Уильям Бойд - Нутро любого человека
Очень большой прием у леди Кунард[53]. Я чувствовал себя немного ошарашенным: это мой первый настоящий выход в свет. Там были Во, Гарольд Николсон, Далси Вон-Тарджетт, Освальд Мосли, Имоджин Гренфелл… Во поздравил меня с Шелли. Я поздравил его с „Мерзкой плотью“. Он показал мне Уильяма Гергарди, сказав, что это самый блестящий из ныне живущих писателей. Некоторое время Во рассказывал о том, как он готовится к переходу в католическую веру, а следом начал распространяться о непогрешимости и Чистилище. Я прервал его, сказав, что все это мне известно. Новость о том, что я католик, похоже, поразила его. Я заверил Во, что я законченный вероотступник, он сконфузился и поспешил меня покинуть. С какой стати человек, подобный ему, проникся желанием сменить веру да еще в таком возрасте?[54]
Пятница, 8 августа
Париж. Снова в добром старом, давно привычном отеле „Рембрандт“. Разошедшийся не по сезону дождь темнит тротуары, назойливый ветер стучит ставнями. Лэнд приедет на следующей неделе. Tu ne me chercherais pas si tu ne m’avais trouvé. [Ты не искал бы меня, если бы уже не обрел. Паскаль.] Я вышел в 6, выпил в „Липпе“ и затем прошелся по Монпарнассу, чтобы встретиться с Беном в „Клозери де Лил“. Пришел слишком рано и, хоть я не собирался заглядывать в „Дом Шанталь“ — все мои мысли заняты Лэнд, — однако, поскольку до него было рукой подать, все-таки, заглянул. Мадам Шанталь сердечно приветствовала меня и предложила на выбор одну из трех девушек в атласном белье, без дела сидевших в гостиной. „Вы же знаете, мне нравится только Анна“, — сказал я. „Да, но Анна ушла“, — ответила она и пояснила, что Анна сказала, будто в „работе“ она больше не нуждается, и потому покидает „Дом“. Где она, мадам Шанталь никакого представления не имеет.

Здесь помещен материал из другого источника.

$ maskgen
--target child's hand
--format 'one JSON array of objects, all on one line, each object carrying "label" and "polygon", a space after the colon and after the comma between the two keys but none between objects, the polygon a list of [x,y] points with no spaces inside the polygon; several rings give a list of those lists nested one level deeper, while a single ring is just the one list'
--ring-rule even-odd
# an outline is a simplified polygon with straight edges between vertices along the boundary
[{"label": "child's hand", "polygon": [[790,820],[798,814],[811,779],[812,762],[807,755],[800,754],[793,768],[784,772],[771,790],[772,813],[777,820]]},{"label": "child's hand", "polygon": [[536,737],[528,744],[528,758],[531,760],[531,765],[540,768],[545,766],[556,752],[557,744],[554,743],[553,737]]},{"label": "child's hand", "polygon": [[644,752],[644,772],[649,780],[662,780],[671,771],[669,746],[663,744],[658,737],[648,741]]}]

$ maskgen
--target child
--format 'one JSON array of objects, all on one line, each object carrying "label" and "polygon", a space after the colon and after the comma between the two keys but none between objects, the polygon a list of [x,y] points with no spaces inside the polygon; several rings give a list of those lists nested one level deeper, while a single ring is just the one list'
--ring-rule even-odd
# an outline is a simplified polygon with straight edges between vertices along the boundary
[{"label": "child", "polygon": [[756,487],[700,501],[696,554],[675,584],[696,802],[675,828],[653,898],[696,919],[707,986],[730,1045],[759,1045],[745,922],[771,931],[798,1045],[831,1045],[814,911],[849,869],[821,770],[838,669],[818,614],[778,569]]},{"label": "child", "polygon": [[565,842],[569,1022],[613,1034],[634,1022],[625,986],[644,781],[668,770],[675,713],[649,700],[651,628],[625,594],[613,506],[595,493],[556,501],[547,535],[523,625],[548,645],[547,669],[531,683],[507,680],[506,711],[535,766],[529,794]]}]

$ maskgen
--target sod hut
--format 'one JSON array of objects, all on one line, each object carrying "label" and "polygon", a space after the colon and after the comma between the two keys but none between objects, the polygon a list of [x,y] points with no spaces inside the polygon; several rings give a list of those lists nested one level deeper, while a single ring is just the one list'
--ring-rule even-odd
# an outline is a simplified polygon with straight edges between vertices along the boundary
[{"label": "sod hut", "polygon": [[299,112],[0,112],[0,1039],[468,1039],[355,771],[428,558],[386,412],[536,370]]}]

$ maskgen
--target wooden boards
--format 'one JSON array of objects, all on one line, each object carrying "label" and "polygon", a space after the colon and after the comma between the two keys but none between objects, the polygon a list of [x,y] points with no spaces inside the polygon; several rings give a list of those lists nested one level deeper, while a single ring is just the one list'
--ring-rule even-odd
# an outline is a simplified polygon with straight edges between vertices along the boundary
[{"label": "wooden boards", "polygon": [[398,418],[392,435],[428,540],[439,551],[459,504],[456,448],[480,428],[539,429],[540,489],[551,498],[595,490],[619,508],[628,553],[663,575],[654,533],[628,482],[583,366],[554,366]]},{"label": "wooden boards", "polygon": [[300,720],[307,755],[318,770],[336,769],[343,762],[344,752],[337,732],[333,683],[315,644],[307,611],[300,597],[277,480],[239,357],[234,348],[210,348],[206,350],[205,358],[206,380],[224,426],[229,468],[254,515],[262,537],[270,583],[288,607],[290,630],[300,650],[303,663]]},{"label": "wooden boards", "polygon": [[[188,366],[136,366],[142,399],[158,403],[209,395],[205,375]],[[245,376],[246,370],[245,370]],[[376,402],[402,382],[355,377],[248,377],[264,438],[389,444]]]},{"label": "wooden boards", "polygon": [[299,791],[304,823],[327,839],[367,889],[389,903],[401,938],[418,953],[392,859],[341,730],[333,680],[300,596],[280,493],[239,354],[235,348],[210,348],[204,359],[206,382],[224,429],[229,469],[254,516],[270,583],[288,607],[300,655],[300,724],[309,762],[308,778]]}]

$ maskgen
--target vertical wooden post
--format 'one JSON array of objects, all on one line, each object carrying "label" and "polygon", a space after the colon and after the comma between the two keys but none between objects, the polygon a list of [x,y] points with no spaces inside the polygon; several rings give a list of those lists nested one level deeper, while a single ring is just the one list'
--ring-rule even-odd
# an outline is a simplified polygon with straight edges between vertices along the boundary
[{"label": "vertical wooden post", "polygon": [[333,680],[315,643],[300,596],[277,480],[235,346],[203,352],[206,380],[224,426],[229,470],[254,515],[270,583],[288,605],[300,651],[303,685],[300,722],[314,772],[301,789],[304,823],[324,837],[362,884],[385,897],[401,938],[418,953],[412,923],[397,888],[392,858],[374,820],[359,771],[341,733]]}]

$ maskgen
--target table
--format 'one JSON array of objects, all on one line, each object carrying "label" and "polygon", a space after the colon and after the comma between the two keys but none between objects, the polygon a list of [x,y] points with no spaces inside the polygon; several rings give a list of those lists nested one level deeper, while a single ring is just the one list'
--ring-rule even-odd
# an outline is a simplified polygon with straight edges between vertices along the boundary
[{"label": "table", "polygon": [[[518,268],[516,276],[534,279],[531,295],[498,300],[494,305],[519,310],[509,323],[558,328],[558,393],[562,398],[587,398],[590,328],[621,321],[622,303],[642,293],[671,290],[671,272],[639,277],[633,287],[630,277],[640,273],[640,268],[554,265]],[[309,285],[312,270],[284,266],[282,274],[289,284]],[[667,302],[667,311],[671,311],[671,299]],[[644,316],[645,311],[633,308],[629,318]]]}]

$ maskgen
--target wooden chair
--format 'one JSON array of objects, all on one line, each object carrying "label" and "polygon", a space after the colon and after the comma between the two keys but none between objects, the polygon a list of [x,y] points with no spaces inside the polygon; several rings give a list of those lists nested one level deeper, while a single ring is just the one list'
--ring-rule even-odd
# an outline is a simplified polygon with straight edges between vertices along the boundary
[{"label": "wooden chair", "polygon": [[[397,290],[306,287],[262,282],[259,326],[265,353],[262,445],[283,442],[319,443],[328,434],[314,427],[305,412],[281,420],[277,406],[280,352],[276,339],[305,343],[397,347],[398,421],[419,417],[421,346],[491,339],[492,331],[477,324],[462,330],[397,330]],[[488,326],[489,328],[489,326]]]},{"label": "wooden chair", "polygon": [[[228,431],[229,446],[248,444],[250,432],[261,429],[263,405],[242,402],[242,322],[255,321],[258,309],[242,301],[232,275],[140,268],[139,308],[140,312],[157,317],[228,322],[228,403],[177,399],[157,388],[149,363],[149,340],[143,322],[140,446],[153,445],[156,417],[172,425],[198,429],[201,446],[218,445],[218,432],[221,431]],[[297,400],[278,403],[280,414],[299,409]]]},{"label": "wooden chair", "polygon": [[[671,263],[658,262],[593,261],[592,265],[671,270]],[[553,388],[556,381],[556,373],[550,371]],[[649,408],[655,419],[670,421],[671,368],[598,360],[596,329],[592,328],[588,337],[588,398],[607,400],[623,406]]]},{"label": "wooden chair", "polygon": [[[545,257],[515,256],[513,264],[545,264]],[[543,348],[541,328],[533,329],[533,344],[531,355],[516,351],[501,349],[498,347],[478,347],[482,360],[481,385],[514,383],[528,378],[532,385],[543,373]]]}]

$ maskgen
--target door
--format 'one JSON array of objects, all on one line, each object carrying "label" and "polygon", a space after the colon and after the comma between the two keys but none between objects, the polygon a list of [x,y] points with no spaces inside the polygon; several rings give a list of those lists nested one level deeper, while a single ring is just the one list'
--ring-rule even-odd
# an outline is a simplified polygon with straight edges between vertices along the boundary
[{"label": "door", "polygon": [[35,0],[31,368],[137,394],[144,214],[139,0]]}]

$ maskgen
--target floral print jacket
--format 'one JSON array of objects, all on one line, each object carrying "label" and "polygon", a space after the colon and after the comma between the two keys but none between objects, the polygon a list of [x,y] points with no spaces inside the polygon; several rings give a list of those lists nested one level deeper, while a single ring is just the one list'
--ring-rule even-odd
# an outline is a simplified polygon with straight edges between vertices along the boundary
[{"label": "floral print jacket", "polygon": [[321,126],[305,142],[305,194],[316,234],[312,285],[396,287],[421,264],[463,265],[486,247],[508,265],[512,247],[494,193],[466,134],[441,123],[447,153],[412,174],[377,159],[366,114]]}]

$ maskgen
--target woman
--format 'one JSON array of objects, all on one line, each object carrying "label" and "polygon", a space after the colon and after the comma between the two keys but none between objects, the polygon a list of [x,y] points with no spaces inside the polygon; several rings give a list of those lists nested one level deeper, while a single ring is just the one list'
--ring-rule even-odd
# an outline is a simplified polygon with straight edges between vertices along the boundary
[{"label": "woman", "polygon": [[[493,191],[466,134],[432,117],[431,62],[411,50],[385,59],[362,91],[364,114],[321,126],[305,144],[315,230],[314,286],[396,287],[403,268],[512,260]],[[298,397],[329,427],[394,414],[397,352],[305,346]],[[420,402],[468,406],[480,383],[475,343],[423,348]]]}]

Я испытал потрясение, а следом грусть. Жизнь иногда так с тобой и поступает — ведет по какому-нибудь пути и вдруг окунает в дерьмо. Я думал о днях Анна-мании, о том, как ее история вдохновила „Конвейер женщин“. И понял, что полагал — эгоистично, — будто Анна всегда будет здесь, что она не может просто исчезнуть, точно по мановению фокусника. За обедом я чувствовал себя немного подавленно, зато Бен был в ударе — его галерея начала подавать признаки жизни, кроме того, он много рассказывал о Сандрин. По-видимому, сынишка у нее совершенно очаровательный. Слышу дальний звон свадебных колоколов.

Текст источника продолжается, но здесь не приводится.